According to WBMA-TV, students at Hillcrest High School in Tuscaloosa said they were told to leave out topics of slavery and the civil rights movement in their peer-led Black History Month program set for February 22.

Hillcrest students were ordered to not “talk about slavery and civil rights because one of our administrators felt uncomfortable,” J’Niyah Suttles, a Black History Month Program board member who participated in Wednesday’s walkout, said.

“My protector from 8 a.m. to 3:15 p.m. — for you to tell me I can’t talk about something that is dealing with my culture is very disturbing, it’s very confusing,” Suttles added.

In a statement, Tuscaloosa County Superintendent Dr. Keri Johnson denied the allegations that administrators told the students to water down the program.

“It is not true that faculty or staff told students that slavery or the civil rights movement could not be part of the program,” Johnson said. “When several community members heard this and contacted Hillcrest High administration out of concern, administration explained to them that this was false information that was circulating.”

Johnson said she supports the students’ rights to peacefully protest.

“A number of our Hillcrest High students have concerns about the culture within their school. We care deeply about our students, and it is important that their concerns are heard. We are putting together a plan to make sure our students feel heard so that we know the right steps to put in place to ensure all students know that they are valued,” she said.

Hillcrest senior Jada Holt, however, has questions about why she was allegedly asked to censor her culture.
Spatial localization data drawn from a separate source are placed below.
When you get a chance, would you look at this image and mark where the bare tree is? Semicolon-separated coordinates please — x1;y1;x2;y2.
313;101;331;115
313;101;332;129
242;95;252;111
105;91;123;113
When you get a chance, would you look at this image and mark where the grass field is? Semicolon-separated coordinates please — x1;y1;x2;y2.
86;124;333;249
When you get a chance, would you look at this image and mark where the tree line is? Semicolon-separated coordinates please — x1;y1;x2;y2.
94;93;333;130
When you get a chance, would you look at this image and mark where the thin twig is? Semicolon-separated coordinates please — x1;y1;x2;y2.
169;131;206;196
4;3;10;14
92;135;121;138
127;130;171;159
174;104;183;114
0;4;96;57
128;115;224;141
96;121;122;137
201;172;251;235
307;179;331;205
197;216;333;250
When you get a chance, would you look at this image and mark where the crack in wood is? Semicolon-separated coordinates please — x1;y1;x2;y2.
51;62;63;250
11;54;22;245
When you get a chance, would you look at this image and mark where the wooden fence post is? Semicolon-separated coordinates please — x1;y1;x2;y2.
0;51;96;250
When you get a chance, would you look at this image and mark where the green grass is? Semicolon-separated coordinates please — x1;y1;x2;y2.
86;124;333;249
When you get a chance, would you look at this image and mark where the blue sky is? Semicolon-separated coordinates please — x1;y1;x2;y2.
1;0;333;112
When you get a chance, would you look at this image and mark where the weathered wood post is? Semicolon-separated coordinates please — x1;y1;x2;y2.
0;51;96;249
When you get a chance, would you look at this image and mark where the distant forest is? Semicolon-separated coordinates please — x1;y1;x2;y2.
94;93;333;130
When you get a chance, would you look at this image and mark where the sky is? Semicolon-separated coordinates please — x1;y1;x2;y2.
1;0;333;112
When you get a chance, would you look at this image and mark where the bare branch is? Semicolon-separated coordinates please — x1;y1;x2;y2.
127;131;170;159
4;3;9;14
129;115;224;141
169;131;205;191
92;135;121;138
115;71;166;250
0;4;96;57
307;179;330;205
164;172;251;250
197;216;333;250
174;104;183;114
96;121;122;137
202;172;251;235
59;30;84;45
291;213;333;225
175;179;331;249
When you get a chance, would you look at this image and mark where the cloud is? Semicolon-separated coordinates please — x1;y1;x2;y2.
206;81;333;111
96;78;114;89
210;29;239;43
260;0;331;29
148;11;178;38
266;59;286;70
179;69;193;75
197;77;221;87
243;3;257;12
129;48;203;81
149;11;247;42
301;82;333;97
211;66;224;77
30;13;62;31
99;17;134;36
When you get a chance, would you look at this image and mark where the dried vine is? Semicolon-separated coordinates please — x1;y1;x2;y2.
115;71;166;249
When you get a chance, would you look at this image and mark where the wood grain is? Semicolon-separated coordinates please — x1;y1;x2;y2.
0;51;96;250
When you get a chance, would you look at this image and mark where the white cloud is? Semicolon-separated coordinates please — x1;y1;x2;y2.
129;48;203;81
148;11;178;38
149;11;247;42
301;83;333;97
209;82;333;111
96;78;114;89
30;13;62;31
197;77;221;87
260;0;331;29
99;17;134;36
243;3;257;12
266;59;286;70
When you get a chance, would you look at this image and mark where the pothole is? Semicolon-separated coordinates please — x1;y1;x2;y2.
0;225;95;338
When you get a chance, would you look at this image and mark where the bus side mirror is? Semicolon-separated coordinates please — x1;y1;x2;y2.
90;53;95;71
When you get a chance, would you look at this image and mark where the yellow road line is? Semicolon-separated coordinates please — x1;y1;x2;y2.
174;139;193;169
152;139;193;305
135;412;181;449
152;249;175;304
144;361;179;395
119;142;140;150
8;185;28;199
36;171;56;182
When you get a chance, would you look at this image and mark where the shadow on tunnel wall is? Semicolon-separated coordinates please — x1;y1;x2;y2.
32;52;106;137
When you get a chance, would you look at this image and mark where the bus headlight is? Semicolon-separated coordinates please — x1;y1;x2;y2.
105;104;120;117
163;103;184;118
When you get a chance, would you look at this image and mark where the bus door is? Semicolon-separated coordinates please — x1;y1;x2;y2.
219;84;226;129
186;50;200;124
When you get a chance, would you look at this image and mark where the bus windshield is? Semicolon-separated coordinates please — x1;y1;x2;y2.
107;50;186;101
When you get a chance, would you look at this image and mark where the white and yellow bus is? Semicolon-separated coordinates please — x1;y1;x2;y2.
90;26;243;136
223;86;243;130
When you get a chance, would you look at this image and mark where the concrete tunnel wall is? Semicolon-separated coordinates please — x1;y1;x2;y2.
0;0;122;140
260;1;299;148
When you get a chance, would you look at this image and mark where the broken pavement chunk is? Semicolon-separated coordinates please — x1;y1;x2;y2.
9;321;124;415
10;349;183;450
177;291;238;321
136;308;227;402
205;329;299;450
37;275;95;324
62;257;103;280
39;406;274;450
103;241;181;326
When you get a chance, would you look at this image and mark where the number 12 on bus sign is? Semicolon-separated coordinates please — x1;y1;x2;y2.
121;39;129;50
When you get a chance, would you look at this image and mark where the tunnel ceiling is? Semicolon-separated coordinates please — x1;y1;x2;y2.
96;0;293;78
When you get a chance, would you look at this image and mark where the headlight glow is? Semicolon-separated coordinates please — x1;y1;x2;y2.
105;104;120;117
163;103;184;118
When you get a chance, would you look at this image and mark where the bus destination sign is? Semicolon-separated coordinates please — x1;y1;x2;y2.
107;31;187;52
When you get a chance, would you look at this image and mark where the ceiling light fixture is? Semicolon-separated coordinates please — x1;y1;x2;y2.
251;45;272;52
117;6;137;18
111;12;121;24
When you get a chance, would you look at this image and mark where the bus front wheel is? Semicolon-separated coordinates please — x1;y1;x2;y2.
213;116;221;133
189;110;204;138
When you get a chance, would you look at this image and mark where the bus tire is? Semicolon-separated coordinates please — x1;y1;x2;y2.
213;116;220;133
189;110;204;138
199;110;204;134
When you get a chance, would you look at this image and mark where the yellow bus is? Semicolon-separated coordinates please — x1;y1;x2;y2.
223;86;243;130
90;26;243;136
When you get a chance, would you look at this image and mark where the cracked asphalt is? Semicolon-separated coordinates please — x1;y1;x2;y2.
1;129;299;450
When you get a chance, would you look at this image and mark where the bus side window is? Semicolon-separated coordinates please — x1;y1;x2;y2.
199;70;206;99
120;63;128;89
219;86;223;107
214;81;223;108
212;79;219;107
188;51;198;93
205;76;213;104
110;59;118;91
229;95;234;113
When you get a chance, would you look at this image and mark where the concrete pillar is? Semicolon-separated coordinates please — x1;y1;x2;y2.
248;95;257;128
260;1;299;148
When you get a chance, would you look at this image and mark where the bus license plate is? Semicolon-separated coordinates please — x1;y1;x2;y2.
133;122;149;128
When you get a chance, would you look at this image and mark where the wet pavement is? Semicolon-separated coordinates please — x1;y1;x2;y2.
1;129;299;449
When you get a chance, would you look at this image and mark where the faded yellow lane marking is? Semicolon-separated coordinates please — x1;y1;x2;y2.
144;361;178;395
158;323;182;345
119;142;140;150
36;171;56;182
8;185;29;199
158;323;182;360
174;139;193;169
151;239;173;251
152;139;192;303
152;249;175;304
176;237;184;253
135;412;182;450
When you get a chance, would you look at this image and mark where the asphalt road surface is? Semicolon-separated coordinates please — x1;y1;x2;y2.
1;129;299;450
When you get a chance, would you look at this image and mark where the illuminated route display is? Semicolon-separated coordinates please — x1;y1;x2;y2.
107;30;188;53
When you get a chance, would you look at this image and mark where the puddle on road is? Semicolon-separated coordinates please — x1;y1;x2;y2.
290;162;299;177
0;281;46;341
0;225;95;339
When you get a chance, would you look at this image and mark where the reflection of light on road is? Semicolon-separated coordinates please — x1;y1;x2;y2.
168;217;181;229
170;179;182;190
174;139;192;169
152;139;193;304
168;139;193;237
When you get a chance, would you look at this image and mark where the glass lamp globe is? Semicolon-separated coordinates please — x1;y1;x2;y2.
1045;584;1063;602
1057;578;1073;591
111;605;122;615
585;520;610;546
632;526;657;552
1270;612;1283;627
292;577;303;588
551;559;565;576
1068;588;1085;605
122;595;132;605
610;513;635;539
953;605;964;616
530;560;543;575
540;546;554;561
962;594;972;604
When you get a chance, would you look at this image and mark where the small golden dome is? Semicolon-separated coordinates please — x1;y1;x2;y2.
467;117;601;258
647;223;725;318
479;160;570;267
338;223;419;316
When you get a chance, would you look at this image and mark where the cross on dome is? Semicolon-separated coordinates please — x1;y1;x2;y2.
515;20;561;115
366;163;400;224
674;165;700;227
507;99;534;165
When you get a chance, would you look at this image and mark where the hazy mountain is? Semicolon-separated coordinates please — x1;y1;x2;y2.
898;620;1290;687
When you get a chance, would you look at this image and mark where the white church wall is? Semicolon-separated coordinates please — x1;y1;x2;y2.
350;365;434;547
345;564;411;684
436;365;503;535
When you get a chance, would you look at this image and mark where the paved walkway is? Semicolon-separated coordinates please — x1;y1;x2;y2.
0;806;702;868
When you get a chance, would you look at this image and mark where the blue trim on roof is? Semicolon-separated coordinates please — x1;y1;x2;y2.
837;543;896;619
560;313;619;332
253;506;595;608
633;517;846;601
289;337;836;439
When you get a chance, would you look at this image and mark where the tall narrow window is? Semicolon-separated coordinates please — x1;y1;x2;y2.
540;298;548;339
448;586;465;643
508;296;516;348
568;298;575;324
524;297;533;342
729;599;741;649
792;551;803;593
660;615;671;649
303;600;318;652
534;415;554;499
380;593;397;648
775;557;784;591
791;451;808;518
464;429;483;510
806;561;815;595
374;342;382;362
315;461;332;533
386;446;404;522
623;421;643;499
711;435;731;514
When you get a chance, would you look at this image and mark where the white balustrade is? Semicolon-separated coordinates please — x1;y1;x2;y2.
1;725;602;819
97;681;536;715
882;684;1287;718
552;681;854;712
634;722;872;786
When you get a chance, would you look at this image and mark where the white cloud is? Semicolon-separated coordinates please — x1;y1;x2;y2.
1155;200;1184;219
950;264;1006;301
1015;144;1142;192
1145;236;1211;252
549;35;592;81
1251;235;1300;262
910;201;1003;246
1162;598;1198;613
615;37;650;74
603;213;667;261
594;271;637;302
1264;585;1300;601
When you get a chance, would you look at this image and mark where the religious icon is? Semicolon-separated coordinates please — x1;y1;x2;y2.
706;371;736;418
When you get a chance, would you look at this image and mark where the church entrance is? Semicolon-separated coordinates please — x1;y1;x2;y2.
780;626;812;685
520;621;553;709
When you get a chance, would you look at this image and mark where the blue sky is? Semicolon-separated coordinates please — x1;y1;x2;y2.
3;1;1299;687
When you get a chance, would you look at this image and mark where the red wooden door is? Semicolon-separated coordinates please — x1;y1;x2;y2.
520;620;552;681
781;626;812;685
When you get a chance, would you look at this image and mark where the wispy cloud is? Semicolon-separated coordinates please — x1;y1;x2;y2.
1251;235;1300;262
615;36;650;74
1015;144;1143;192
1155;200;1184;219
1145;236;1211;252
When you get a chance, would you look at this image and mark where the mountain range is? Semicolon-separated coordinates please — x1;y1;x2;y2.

“Why am I being censored about my culture, something that is rooted in me? Why can’t I talk about it? History is history and it’s already been made, and it can’t be erased,” Holt said.

Lisa Young, the president of the Tuscaloosa Branch of the NAACP, denounced the alleged incident.

“I don’t know how you can talk about Black history in this country without talking about slavery or the civil rights movement,” Young said.

The NAACP branch president noted that she requested a meeting with Johnson but hasn’t been given a date.